С сыром не давали.
Сат.
Ну.
Тш-ш. Знаешь, где мы?
Где мы?
В смысле, в какой стороне городок?
Хэррогейт говорил громкими сиплыми шепотками, расплевывая хлебные крошки.
Саттри ткнул большим пальцем себе за плечи. Вон в той, сказал он.
Хэррогейт дернул большим пальцем вниз и огляделся. Я вот что прикидываю сделать, сказал он…
Джин.
Ага.
Если ты отсюда сбежишь, с тобой будет как со Слассером.
В смысле – с кайлом на ноге?
В смысле, из заведений всю жизнь вылазить не будешь.
Так, да не так.
Чего это.
Меня не поймают.
Куда пойдешь?
В Ноксвилл.
Ноксвилл.
Черт, да.
А с чего ты взял, что тебя не найдут в Ноксвилле?
Геенна клятая, Сат. В таком здоровенном месте, как Ноксвилл? Там нипочем не отыщут. Да чего уж, даже знать не будешь, с чего начинать за кем-то гоняться.
Саттри посмотрел на Хэррогейта и покачал головой.
Как прикидываешь, сколько до города? спросил Хэррогейт.
Миль шесть или восемь. Послушай. Если так уж надо сбежать, чего не подождешь и не выскользнешь как-нибудь вечером из окружного гаража?
Зачем?
Черт, да там ты практически в городе. Кроме того, будет темно или, к черту, почти темно.

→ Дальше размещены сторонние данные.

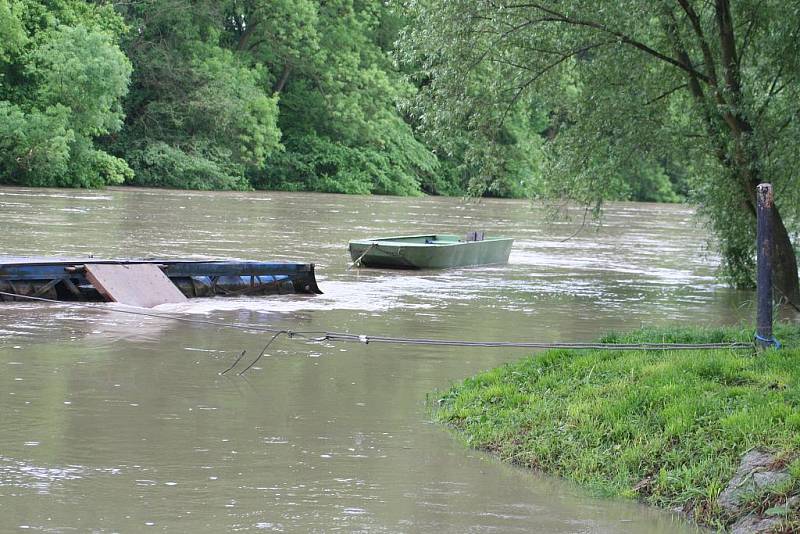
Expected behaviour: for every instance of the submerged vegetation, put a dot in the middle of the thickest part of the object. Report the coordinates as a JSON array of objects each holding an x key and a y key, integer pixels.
[{"x": 668, "y": 428}]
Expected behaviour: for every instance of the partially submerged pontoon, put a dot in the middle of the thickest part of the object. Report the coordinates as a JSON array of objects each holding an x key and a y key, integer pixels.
[{"x": 66, "y": 279}]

Хэррогейт прекратил ненадолго жевать, взглядом вперился в башмак. Затем снова задвигал челюстями. Может, ты и прав, сказал он.
Саттри разворачивал другой сэндвич. Вообще-то слишком большой разницы нет, сказал он.
Это еще почему?
Потому что твою костлявую задницу все равно заметут.
Вот уж фига с два.
А что ты с одежкой метишь делать? Что, по-твоему, скажут люди, когда тебя увидят в эдаком наряде?
Я себе одежку первым делом достану.
Саттри покачал головой.
Черт, Сат. Я могу прошмыгивать.
Джин.
Ну.
Вид у тебя неладный. И всегда будет неладный.
Хэррогейт уставился в пол. Жевать он перестал. Нет, не будет, ответил он.
Похолодало, и наружу не выходили. Уилсон приставил Хэррогейта к работе – красить черные канты по низу стен в коридоре, служившие плинтусами. Весь работный дом пропах краской, а с ним заодно и сельский мыш, когда приходил по вечерам с мазками черной краски на лице, словно какой-то партизан в камуфляже.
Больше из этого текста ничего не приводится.